Chrome Feature Helps Shield Websites From DDoS Attacks
An anonymous reader writes "Google has an interesting idea on how to take the edge off denial of service attacks. The latest developer builds of Chrome 12 have an option called 'http throttling,' which will simply deny a user access to a website once the browser has received error messages from the URL. Chrome will react with a 'back-off interval' that will increase the time between requests to the website. If there are enough Chrome requests flooding a website under attack, this could give webmasters some room to recover from a nasty DDoS attack."
This is just to prevent ACCIDENTAL DoSing. You can turn it off with a command line switch, or simply use another browser or a dedicated DoSing tool.
Since dedicated DDoS programs like LOIC are readily available, nobody performs actual DDoS attacks with a browser. Hell, ping floods are more effective than a bunch of people pressing refresh too often.
Now, this might reduce the Slashdot Effect, but not a DDoS.
Finally, some positive news about Google. Let's see how they muck it up now.
"No matter how cynical you get, it is impossible to keep up." -- Lily Tomlin
Distributed means from many sources. Attacks of this nature will not be affected by Chrome's mechanism. Chrome's feature will only prevent repeated requests from the same user. DOS attacks are blunted, not DDOS.
Do botnets even use browser attacks anymore? I was under the impression that most of these attacks were done with direct PING requests.
On an unrelated note, I must remember to buy a replacement for my worn-out F5 key.
What are you talking about? I always do my DDos attacks by repeatedly clicking the "reload" button on my browser. You never know when those GIFs in the browser cache are going to change.
No folly is more costly than the folly of intolerant idealism. - Winston Churchill
I have an interesting way to stop muggers. I just don't mug anyone.
Wait...
... Chrome promises to throw less stones?
When you're trying to fix a 500 error caused by a script? Are you already getting this problem? I hadn't noticed anything when testing with Chrome...
I personally hate this 'feature'. I don't understand what it defends against, because someone hitting refresh a few times in a browser is hardly a serious DoS attack. And it got in the way of me (and many others) the first time they rolled it out because the "DoS" it was defending against was me hitting my local test webserver which was returning a 500 because the page code was broken.
This is going to make it that much harder to get a bag of crap off of woot.

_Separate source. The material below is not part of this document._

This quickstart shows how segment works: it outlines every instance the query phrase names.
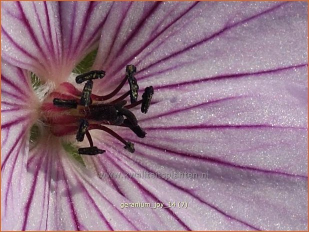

Now I have to re-write my malware to some use other browser that may or may not be installed on the machine like Firefox.
What if we DDOS the Russian Goatse copy that the recent crew of trolls is using? Maybe those links will start showing Unavailable instead?
(Question for the Philosophy majors - what are the ethics of hacking a troll?)
My first Journal Entry ever, in 8 years! http://slashdot.org/journal/365947/aphelion-scifi-fantasy-horror-poetry-webzine
Remind me not to use Chrome when camping Blizzard for Blizzcon tickets.
This will only make it more difficult to get my Bandoleer of Carrots!
My sausage tree didn't grow, does that make me a bad mommy?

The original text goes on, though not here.